Littleton to ask voters to restore executive sessions

Littleton Independent: Five years after a citizen initiative restricting city council’s ability to hold closed-door meetings passed by a landslide, council will ask voters in November: How about now?

City council passed an ordinance at the Aug. 7 meeting to ask voters in November to amend the city’s strict executive session law. Only Councilmember Carol Fey voted against the ordinance. Councilmember Jerry Valdes was absent.

The current law, approved by nearly three-quarters of voters in 2013, limits the reasons council can hold an executive session — a closed-door meeting — to “matters required to be kept confidential by Federal and State laws” or to “confer with an attorney regarding a legal action already filed in a court of law.”

The amendments, if passed by voters, would allow council to hold executive sessions to confer with an attorney on specifically defined topics, or to discuss security arrangements, real estate dealings and personnel matters.

Open door policy

The ordinance, introduced by councilmembers Valdes and Patrick Driscoll, was initially brought to council by Mayor Debbie Brinkman.

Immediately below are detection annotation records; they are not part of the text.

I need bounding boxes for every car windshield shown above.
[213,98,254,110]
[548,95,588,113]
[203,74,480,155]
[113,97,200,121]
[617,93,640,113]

“I think the omission of the privilege of executive sessions has been detrimental to council on a number of circumstances,” Brinkman said.

Brinkman said that the inability to hold executive sessions made it tough to recruit a new city manager after Michael Penny was fired in 2016, because applicants were reluctant to have their interviews held in public. She added that council is also forced to do performance reviews of staff one-on-one with councilmembers.

“That’s no way to handle the public’s business,” Brinkman said.

Littleton’s current law is among the most restrictive in the state, said Jeff Roberts, executive director of the Colorado Freedom of Information Coalition.